With the inauguration of a new president next January, the health care reform debate will begin again. It will launch with at least one grand speeches, several huge rallies, and media events too numerous to count. Yet, what will really matter is when the new Administration brings together a broad group to begin hashing out a plan. When they do, I’m hoping a key focus of the negotiations will be on controlling America’s skyrocketing health care costs. As I’ve written about before, it’s the underlying cost of medical care that will determine whether health care reforms succeed.

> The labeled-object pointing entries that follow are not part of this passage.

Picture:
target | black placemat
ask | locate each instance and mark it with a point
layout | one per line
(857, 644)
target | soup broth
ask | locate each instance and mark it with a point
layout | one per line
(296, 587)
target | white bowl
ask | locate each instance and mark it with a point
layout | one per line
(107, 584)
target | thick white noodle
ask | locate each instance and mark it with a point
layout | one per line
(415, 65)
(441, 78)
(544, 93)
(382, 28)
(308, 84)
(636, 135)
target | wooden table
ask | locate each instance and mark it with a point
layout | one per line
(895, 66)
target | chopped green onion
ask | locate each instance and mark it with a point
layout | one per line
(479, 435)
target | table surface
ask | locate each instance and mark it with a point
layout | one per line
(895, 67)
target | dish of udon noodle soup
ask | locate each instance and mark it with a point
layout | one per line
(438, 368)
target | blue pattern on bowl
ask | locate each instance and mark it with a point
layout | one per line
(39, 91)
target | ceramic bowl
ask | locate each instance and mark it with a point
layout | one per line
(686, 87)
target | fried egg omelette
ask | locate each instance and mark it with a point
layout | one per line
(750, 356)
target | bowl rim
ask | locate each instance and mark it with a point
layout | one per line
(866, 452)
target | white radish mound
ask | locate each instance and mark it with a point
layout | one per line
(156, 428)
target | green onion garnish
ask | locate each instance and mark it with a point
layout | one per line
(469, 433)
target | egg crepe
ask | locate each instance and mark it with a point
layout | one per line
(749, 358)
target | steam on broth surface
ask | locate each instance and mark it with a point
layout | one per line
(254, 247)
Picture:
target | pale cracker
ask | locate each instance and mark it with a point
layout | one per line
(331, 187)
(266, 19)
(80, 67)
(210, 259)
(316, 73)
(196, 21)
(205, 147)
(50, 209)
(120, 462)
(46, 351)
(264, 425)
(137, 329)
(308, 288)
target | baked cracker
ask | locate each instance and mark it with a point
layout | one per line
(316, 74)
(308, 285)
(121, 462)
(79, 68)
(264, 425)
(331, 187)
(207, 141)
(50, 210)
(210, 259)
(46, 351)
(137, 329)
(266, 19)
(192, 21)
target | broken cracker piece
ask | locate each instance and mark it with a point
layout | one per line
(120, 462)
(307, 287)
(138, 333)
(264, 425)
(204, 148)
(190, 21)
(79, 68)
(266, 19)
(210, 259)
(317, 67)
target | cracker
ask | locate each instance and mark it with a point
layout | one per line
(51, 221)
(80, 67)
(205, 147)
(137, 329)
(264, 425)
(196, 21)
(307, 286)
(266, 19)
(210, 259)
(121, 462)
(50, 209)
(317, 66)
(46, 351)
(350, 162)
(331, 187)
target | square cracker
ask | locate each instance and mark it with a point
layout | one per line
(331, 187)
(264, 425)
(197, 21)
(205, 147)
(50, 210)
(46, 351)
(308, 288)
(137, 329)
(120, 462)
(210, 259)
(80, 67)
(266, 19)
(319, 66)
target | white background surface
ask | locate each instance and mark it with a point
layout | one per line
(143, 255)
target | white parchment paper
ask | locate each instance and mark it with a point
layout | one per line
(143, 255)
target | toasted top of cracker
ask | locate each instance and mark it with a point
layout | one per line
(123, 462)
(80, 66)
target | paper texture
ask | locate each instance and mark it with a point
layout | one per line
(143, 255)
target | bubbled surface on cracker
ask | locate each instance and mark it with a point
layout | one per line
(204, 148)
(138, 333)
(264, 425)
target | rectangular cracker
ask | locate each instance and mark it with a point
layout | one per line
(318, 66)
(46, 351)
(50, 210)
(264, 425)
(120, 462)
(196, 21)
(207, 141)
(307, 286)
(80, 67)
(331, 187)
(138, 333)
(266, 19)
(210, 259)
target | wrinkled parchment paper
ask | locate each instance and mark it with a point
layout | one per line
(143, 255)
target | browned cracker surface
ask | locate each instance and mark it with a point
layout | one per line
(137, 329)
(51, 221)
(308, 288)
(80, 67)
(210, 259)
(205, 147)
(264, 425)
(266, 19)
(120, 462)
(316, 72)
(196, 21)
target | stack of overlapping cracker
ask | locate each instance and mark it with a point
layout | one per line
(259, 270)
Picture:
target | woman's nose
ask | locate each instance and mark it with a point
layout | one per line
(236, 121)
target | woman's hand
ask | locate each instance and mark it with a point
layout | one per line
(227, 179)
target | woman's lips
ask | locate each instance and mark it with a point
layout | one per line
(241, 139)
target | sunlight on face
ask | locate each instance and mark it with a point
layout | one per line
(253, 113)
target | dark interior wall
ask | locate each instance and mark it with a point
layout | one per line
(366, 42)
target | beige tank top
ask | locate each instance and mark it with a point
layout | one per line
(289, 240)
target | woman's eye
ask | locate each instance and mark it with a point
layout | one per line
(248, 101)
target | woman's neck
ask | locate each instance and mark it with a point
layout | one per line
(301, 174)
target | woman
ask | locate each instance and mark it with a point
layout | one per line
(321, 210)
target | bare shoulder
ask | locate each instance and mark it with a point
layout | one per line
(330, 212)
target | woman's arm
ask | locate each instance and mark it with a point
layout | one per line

So when the new President convenes his working group, I’m hoping there’ll be a couple of doctors from Pennsylvania in the room. Specifically, doctors from Geiinger Health Systems. It’s not that they’ve found the magic wand that will miraculously clamp down on runaway health care cost inflation. There is no such thing. What they have done, however, is demonstrated that the appropriate use of technology and the creation of a culture of appropriate care can have significant impact on costs.

As reported by Fast Company magazine, the Geisinger Health System has introduced a program they call ProvenCare. The program is built around a relatively straightforward idea: medical providers should do the job right the first time. If they don’t, they pay to fix it. It’s a way of taking “pay for performance” concepts to an extreme. At Geisinger, they charge a flat fee for procedures like coronary-artery bypass surgery — including all the pre-and post-operative care involved — and they warranty their work. In the event of a preventable complication, Geisinger pays for the costs of making it right.

This shifts the cost incentives with the health system from providing as much care as the patient can survive to providing the right care. The underpinnings of the program centers around technology. For by-pass surgery, they created an online protocol of 40 steps their staff is expected to follow. Doctors receive a bonus based, in part, on meeting all those steps. However, each item on the checklist isn’t mandatory. Physicians are permitted to make exceptions, they merely have to note the reason for any deviations.

Initial results are promising and Geisinger is looking to expand the program — including the warranty — to other procedures. What’s happening in Pennsylvania is not just an interesting story, however. What’s significant, is how it demonstrates the compatibility of reducing┬ámedical costs while maintaining medical quality. If the next Administration’s health care reform plan is to work, that’s a story that needs to heard.